本作では、白雪姫が単なる受動的な存在ではなく、自らの運命を切り拓こうとする強い意志を持つキャラクターとして描かれており、『ウエスト・サイド・ストーリー』でゴールデングローブ賞主演女優賞に輝いたレイチェル・ゼグラーが演じている。監督は『アメイジング・スパイダーマン』などを手掛けたマーク・ウェブが務めた。
【曲について】
本楽曲は、白雪姫が未来への夢や希望を抱きながら歌う、映画オリジナルの「I Want ソング」で、本作のメインとなる1曲といえる。
アニメーション版で白雪姫が井戸に歌いかける「私の願い」をオマージュとし、『ラ・ラ・ランド』『グレイテスト・ショーマン』の作曲家パセク&ポールが新たに手掛けた。
従来の白雪姫は、運命に身を委ねる受動的なキャラクターとして描かれることが多かったが、この楽曲では、彼女がただ願いを待つのではなく、自ら夢を追い求める姿勢が鮮明に表現されている。 曲調は、ディズニーの伝統的なバラードの要素を受け継ぎながらも、現代的なポップスの影響を受けたアレンジが施されている。美しく繊細なメロディラインと壮大なオーケストレーションが融合し、白雪姫の希望に満ちた心情を際立たせている。
【歌唱ポイント、アプローチ】
この楽曲は、希望と決意を込めたバラードであり、深い表現力が求められるナンバーです。そのため、感情を込めて歌えるように、まずは歌詞の意味を深く理解しましょう。

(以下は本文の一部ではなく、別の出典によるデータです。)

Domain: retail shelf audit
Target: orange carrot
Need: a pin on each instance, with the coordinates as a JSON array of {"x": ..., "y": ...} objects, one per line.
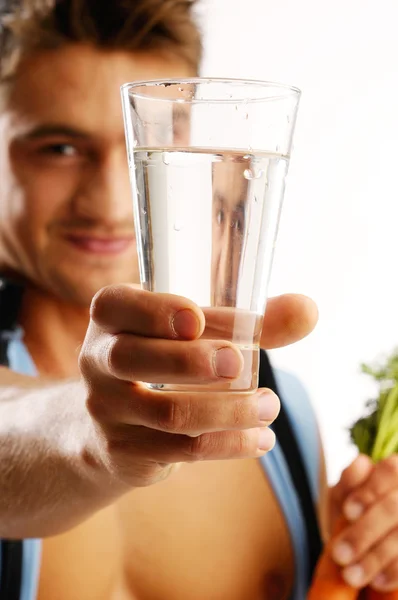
[{"x": 328, "y": 583}]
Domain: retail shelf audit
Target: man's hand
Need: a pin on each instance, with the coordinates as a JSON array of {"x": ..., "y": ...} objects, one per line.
[
  {"x": 367, "y": 549},
  {"x": 137, "y": 336}
]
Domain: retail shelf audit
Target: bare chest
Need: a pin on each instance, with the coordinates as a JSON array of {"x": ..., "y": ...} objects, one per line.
[{"x": 214, "y": 530}]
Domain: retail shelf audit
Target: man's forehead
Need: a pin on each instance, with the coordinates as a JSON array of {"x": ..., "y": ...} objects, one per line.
[
  {"x": 77, "y": 88},
  {"x": 82, "y": 101}
]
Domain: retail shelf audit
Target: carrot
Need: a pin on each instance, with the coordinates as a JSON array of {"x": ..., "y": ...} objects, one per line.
[{"x": 328, "y": 583}]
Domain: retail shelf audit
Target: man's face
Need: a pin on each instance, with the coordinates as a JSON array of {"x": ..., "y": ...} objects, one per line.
[{"x": 66, "y": 219}]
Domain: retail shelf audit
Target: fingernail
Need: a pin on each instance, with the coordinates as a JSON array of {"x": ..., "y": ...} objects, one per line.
[
  {"x": 266, "y": 439},
  {"x": 268, "y": 406},
  {"x": 353, "y": 511},
  {"x": 379, "y": 581},
  {"x": 227, "y": 363},
  {"x": 343, "y": 553},
  {"x": 185, "y": 324},
  {"x": 354, "y": 575}
]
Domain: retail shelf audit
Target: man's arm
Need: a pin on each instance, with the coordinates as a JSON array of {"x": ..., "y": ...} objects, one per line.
[
  {"x": 67, "y": 450},
  {"x": 50, "y": 472}
]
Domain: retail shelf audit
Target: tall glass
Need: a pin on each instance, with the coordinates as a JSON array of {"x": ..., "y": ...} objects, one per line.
[{"x": 208, "y": 160}]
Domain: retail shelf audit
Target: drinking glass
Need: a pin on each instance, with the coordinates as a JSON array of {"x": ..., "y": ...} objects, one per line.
[{"x": 208, "y": 160}]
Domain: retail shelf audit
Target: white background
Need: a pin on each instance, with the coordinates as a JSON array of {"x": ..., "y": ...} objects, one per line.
[{"x": 338, "y": 240}]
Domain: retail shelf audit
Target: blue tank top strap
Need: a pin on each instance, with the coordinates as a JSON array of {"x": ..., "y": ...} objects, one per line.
[
  {"x": 302, "y": 418},
  {"x": 21, "y": 362}
]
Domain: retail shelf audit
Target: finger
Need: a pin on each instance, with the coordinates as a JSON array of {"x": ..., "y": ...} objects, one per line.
[
  {"x": 387, "y": 580},
  {"x": 382, "y": 480},
  {"x": 145, "y": 444},
  {"x": 126, "y": 309},
  {"x": 186, "y": 413},
  {"x": 375, "y": 564},
  {"x": 356, "y": 474},
  {"x": 132, "y": 358},
  {"x": 357, "y": 539},
  {"x": 288, "y": 319}
]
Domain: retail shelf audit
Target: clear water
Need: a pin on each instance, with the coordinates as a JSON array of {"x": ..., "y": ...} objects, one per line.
[{"x": 207, "y": 225}]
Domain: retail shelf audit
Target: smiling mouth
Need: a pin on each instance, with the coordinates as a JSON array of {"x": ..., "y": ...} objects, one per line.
[{"x": 100, "y": 245}]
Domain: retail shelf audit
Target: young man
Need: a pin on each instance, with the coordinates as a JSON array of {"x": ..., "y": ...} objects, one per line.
[{"x": 82, "y": 442}]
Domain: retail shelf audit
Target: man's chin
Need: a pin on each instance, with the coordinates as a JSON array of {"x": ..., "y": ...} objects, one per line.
[{"x": 80, "y": 288}]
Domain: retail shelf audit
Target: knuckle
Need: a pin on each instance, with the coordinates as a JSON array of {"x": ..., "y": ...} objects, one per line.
[
  {"x": 119, "y": 357},
  {"x": 96, "y": 407},
  {"x": 84, "y": 362},
  {"x": 200, "y": 447},
  {"x": 239, "y": 413},
  {"x": 391, "y": 465},
  {"x": 241, "y": 443},
  {"x": 390, "y": 503},
  {"x": 367, "y": 496},
  {"x": 173, "y": 417},
  {"x": 392, "y": 572},
  {"x": 100, "y": 303}
]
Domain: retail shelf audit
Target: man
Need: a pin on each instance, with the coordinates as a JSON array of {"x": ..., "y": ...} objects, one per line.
[{"x": 82, "y": 443}]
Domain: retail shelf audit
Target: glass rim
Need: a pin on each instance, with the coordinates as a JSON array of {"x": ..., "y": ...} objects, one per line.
[{"x": 152, "y": 83}]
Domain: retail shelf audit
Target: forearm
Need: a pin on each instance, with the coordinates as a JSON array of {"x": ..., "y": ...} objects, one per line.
[{"x": 51, "y": 476}]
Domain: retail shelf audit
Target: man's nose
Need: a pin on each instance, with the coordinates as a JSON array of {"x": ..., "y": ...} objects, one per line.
[{"x": 105, "y": 192}]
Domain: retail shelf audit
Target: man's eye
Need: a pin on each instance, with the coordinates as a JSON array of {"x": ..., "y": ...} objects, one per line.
[{"x": 59, "y": 150}]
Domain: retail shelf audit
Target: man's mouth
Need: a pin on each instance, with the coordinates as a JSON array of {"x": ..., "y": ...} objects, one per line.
[{"x": 100, "y": 245}]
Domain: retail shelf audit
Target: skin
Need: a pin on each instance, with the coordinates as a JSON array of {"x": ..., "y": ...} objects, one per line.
[{"x": 65, "y": 199}]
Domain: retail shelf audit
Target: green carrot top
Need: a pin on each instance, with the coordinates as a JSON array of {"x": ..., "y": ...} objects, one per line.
[{"x": 376, "y": 434}]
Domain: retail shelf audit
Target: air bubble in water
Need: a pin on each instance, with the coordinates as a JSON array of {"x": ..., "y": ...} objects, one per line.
[{"x": 252, "y": 174}]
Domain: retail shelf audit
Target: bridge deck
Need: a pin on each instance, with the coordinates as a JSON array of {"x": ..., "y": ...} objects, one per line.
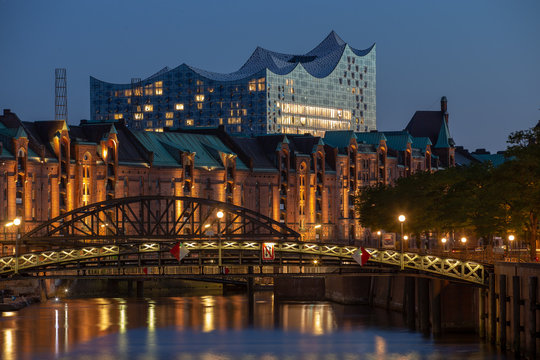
[{"x": 231, "y": 253}]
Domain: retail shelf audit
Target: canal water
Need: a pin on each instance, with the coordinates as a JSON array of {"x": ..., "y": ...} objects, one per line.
[{"x": 219, "y": 328}]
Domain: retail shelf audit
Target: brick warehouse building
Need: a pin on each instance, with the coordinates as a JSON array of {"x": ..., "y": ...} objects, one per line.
[{"x": 49, "y": 168}]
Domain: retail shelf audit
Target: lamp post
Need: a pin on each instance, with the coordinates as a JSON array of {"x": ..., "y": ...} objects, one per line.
[
  {"x": 401, "y": 219},
  {"x": 464, "y": 241},
  {"x": 16, "y": 222},
  {"x": 317, "y": 234},
  {"x": 219, "y": 216},
  {"x": 443, "y": 240},
  {"x": 511, "y": 239}
]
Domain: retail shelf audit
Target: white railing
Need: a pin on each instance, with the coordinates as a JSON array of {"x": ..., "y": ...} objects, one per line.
[{"x": 464, "y": 270}]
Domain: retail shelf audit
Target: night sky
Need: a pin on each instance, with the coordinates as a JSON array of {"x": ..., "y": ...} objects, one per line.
[{"x": 484, "y": 55}]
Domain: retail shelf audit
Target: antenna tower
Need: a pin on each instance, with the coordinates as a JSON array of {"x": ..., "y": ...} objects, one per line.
[
  {"x": 60, "y": 94},
  {"x": 136, "y": 100}
]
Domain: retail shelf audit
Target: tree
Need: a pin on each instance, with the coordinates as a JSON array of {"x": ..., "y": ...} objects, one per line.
[{"x": 521, "y": 178}]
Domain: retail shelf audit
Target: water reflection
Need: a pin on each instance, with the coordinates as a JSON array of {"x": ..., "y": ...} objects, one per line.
[{"x": 215, "y": 327}]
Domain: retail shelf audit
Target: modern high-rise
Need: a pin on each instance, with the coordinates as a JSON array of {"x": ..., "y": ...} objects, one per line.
[{"x": 332, "y": 87}]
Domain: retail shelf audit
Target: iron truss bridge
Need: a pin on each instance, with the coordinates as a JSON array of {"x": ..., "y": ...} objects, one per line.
[
  {"x": 231, "y": 253},
  {"x": 139, "y": 218}
]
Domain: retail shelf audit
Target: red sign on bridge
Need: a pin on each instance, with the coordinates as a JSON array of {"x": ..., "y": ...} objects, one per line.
[{"x": 268, "y": 251}]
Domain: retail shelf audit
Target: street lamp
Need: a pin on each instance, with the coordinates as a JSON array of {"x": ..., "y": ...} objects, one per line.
[
  {"x": 511, "y": 240},
  {"x": 464, "y": 241},
  {"x": 16, "y": 222},
  {"x": 219, "y": 215},
  {"x": 317, "y": 234},
  {"x": 401, "y": 219},
  {"x": 443, "y": 240}
]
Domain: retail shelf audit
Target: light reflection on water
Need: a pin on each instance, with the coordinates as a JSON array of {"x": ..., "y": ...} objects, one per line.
[{"x": 217, "y": 327}]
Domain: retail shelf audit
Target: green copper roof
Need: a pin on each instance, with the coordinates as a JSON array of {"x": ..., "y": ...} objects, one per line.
[
  {"x": 339, "y": 139},
  {"x": 496, "y": 159},
  {"x": 166, "y": 147},
  {"x": 372, "y": 138},
  {"x": 443, "y": 141},
  {"x": 421, "y": 143},
  {"x": 398, "y": 140}
]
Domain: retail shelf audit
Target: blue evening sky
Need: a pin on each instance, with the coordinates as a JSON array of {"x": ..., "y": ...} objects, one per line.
[{"x": 484, "y": 55}]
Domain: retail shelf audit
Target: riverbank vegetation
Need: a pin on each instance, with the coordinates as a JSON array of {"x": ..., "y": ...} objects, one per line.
[{"x": 479, "y": 201}]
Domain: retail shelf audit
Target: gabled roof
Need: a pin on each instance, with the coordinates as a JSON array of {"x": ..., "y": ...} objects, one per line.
[
  {"x": 339, "y": 139},
  {"x": 431, "y": 124},
  {"x": 205, "y": 147},
  {"x": 495, "y": 159},
  {"x": 421, "y": 143},
  {"x": 372, "y": 138},
  {"x": 398, "y": 140}
]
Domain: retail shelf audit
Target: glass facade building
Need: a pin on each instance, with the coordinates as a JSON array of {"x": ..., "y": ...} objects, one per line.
[{"x": 332, "y": 87}]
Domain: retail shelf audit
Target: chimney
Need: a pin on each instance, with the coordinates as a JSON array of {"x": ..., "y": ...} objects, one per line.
[{"x": 444, "y": 108}]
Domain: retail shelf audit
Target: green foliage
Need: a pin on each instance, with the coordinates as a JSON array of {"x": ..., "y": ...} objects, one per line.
[{"x": 478, "y": 200}]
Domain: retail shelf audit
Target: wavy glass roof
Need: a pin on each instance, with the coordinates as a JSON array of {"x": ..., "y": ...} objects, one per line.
[{"x": 319, "y": 62}]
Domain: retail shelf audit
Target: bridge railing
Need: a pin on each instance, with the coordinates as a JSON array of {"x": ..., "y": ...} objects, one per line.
[{"x": 448, "y": 267}]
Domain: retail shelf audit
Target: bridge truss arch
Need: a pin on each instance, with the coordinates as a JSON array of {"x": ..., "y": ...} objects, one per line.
[{"x": 156, "y": 218}]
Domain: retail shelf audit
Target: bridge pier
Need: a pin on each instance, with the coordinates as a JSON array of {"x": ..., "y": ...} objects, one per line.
[
  {"x": 513, "y": 310},
  {"x": 409, "y": 306},
  {"x": 251, "y": 296},
  {"x": 140, "y": 288}
]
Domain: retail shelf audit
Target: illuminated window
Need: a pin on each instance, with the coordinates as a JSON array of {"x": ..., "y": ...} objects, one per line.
[
  {"x": 149, "y": 90},
  {"x": 261, "y": 84},
  {"x": 159, "y": 87},
  {"x": 252, "y": 85}
]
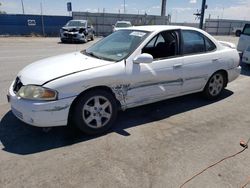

曲の冒頭では、白雪姫が静かに夢を語るように歌い始めます。繊細な入りと、徐々に高まる感情の流れを意識するため、息をしっかりとコントロールし、柔らかく優しい声で歌い出すことが重要です。徐々にクレッシェンドをつけながら、希望が膨らんでいく様子を表現し、クライマックスに向けて感情を高めていくと、より説得力のある歌唱になります。
特に、サビでは夢への強い願いが込められているため、声に力強さを加えつつ、決意を歌い上げることが重要です。歌詞の中に込められた願いと意志をしっかりと感じ取り、それを表現する練習を繰り返しましょう。
また、ブレスの位置を意識し、フレーズの流れを大切にする意識も持ちましょう。メロディラインが流れるように構成されているため、ブレスの位置を適切に取ることで、楽曲の美しさを最大限に引き出せます。特に、長く伸ばす音は、しっかりと息を支え、安定した発声を心がけましょう。息遣いを工夫することで、楽曲全体に自然な流れを生み出しながら後半への感情の昂りへと持っていくことができます。
この曲を通じて、白雪姫がただ「待つ」存在ではなく、自ら未来を切り開こうとする強い意志を持つキャラクターであることを伝える意識を持って練習しましょう。